A popular means of representing 3-D surfaces, triangular mesh approximations are used in activities ranging from mechanical engineering to computer games. Often, multi-resolution analysis (MRA) is used to obtain a compact representation of dense input data. multi-resolution approaches, particularly those moving from coarse to fine resolutions, can often improve the computational efficiency of mesh generation and provide easy control of level of details for approximations. Although they compact the input data, these approaches are still computationally intensive.
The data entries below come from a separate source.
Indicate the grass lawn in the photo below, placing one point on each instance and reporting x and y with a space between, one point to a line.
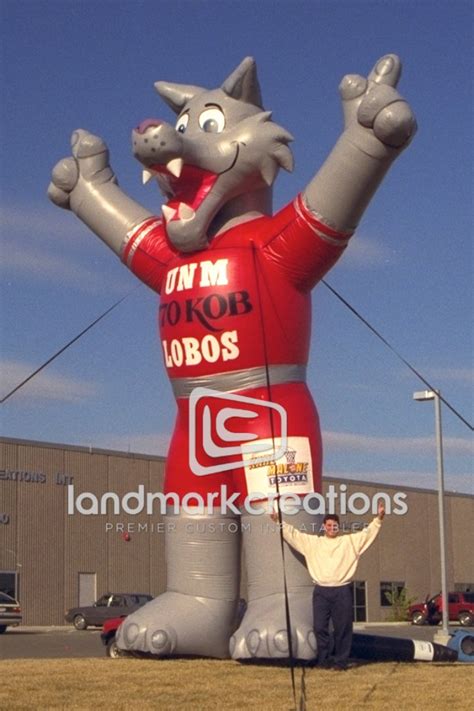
197 684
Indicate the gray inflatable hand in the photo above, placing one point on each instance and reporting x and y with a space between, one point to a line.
86 185
377 118
74 178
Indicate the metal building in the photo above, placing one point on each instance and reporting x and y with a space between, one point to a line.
58 551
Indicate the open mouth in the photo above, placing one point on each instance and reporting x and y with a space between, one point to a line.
184 186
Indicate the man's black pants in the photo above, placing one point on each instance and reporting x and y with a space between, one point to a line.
333 603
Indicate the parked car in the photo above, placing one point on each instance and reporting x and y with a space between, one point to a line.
460 609
108 606
10 612
108 638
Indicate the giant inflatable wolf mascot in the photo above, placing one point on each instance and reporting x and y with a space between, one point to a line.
234 285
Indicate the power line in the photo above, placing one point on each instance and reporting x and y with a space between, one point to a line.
64 348
399 356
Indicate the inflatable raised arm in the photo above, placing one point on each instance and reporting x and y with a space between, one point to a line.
234 284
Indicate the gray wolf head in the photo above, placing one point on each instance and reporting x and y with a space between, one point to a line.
218 161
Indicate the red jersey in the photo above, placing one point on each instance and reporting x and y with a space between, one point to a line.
245 300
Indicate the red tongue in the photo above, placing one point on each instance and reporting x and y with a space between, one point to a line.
192 186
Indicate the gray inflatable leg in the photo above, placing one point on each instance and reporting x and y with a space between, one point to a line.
263 631
197 613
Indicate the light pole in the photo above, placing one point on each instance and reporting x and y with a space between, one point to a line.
435 395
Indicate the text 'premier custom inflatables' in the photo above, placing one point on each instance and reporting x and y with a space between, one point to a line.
234 282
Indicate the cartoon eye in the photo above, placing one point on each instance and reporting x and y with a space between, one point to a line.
212 120
181 123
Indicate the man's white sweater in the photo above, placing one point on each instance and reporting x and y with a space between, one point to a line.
332 561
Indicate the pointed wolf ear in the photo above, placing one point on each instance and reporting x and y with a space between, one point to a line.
176 95
243 84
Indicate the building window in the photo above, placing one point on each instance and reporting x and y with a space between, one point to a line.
389 590
359 600
9 583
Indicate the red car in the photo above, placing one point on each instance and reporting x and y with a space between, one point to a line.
460 609
108 638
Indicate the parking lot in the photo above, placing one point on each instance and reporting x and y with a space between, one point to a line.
67 642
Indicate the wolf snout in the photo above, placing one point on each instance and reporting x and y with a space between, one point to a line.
156 142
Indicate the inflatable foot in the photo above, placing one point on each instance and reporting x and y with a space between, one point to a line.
175 624
263 632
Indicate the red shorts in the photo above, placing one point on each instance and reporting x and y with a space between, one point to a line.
200 459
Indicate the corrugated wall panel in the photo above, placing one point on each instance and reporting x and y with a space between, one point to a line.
86 545
41 543
9 507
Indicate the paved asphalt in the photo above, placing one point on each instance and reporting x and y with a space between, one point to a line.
68 643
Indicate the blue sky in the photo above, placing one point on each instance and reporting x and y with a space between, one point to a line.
409 271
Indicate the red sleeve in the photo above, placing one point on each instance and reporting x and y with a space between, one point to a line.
147 252
304 248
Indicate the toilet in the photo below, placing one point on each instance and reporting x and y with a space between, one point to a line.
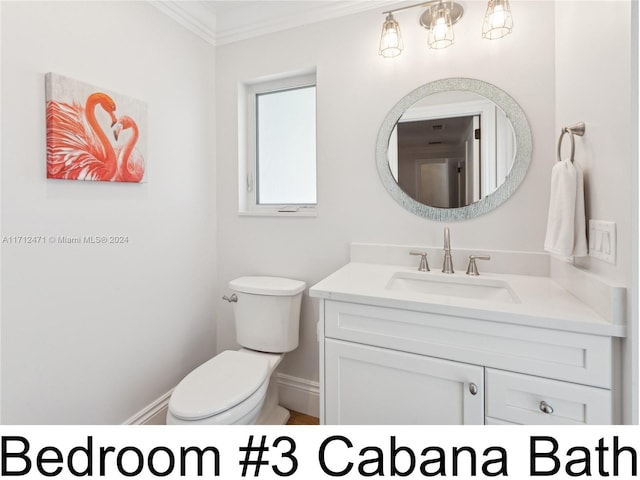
239 386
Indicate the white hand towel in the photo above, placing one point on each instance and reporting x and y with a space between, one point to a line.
566 233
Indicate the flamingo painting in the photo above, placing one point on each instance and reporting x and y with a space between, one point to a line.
81 121
130 162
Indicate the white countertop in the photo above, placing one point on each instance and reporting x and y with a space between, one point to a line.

The new technique, developed by Sang-Mook Lee (Ph.D. 02) and Lynn Abbott, reduces a large grid of height (or distance) measurements to a relatively small set of triangles. They use a wavelet-based MRA method to get a fast surface approximation of height data. At a given scale, the wavelet coefficients indicate the locations of highly uneven regions. This information is used by the software to determine triangle placements that fit the data most accurately.
As depicted on this rendering of Hawaii, as the scale gets finer, the triangles get smaller and become dense only in the ridges and peaks of the volcanoes. The work was funded by the USDA Forest Service.